Neue Entscheidung des EuGH: Urlaubsanspruch erlischt nicht automatisch

Ein Arbeitnehmer darf seine erworbenen Ansprüche auf bezahlten Jahresurlaub mit Ablauf des Bezugszeitraums nicht automatisch deshalb verlieren, weil er keinen Urlaub beantragt hat. Diese Ansprüche dürfen vielmehr nur dann verfallen, wenn der Arbeitgeber beweise, dass der Arbeitnehmer aus freien Stücken und in voller Kenntnis der Sachlage darauf verzichtet hat, seinen bezahlten Jahresurlaub zu nehmen, nachdem er tatsächlich in die Lage versetzt worden ist, die fraglichen Urlaubstage rechtzeitig zu nehmen.
 
Zur Begründung führt der EuGH aus, dass der Arbeitnehmer als die schwächere Partei des Arbeitsverhältnisses anzusehen sei. Er könnte daher davon abgeschreckt werden, seine Rechte gegenüber seinem Arbeitgeber ausdrücklich geltend zu machen, da insbesondere die Einforderung dieser Rechte ihn Maßnahmen des Arbeitgebers aussetzen könne, die sich zu seinem Nachteil auf das Arbeitsverhältnis auswirken könnten.

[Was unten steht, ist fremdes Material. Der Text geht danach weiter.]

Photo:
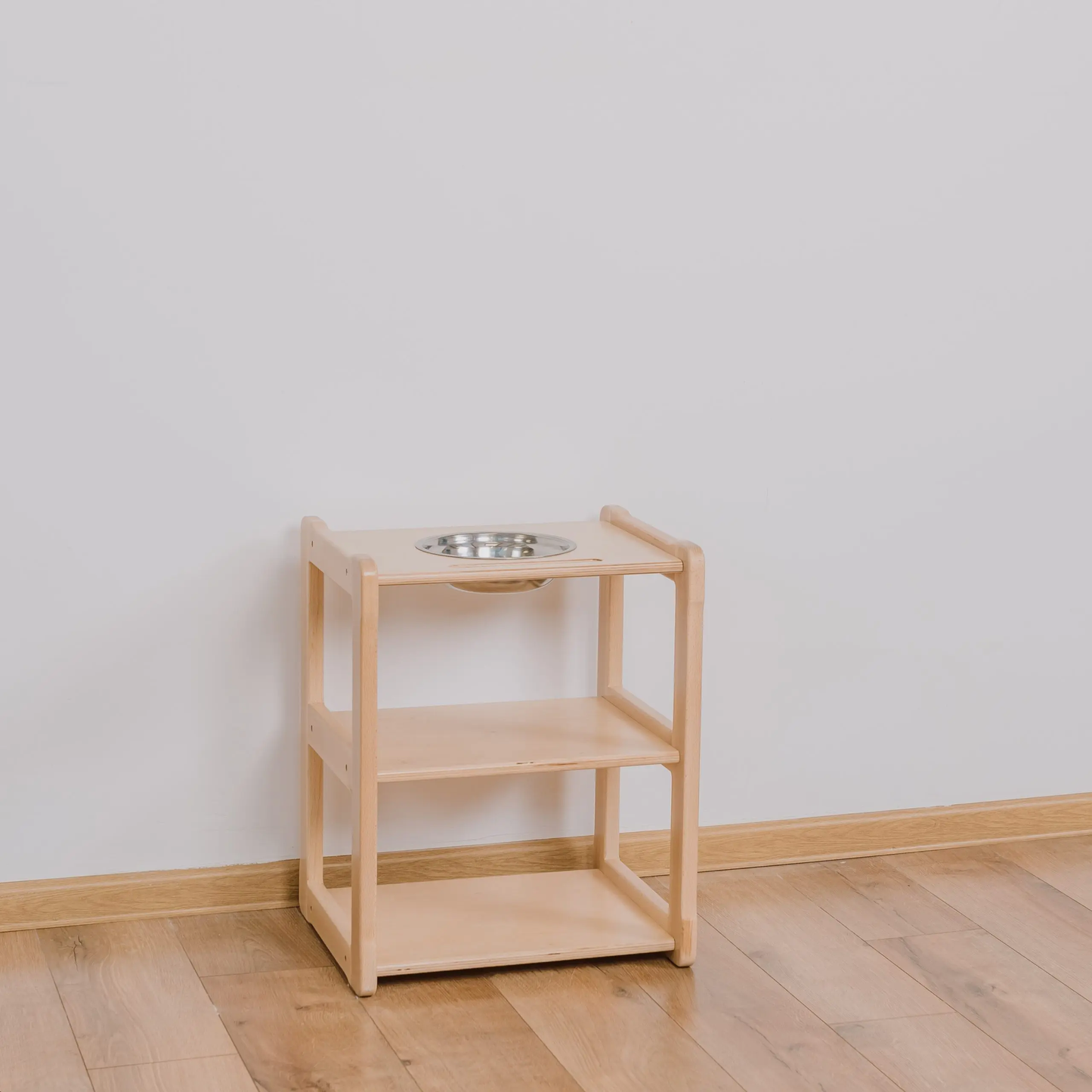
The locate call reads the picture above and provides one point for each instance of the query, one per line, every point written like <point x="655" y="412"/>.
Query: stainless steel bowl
<point x="497" y="546"/>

Zudem sei die Schaffung eines Anreizes, auf den Erholungsurlaub zu verzichten oder den Arbeitnehmer dazu anzuhalten, darauf zu verzichten, mit den durch die Schaffung des Rechts auf bezahlten Jahresurlaub verfolgten Zielen unvereinbar, wonach unter anderem gewährleistet werden solle, dass der Arbeitnehmer zum wirksamen Schutz seiner Sicherheit und seiner Gesundheit über eine tatsächliche Ruhezeit verfügt. Der EuGH hält ferner fest, dass die vorstehenden Grundsätze unabhängig davon gelten, ob es sich um einen öffentlichen Arbeitgeber oder einen privaten Arbeitgeber handelt.
 
Was kann der Arbeitgeber tun?
Angesichts der Beweislastverteilung ist der Arbeitgeber gut beraten, den Arbeitnehmer zumindest nachweisbar aufzufordern, den ihm zustehenden (Rest-) Urlaub rechtzeitig vor dem Verfall zu nehmen und ihn zugleich ausdrücklich darauf hinzuweisen, dass der nicht genommene Urlaub anderenfalls mit Ablauf des Kalenderjahres verfalle, sofern kein anderer Übertragungsgrund gegeben sei.
Um dem hinreichend nachzukommen, sollten die Belehrungen zu einem Zeitpunkt erfolgen, in dem der Arbeitnehmer angesichts seines ggf. noch bestehenden Resturlaubs rechtzeitig reagieren kann. Hierfür ausreichend dürfte die Jahresmitte sein. Welche Erfordernisse die deutsche Arbeitsgerichtsbarkeit konkret an die Darlegungslast des Arbeitgebers stellt, wird abzuwarten sein.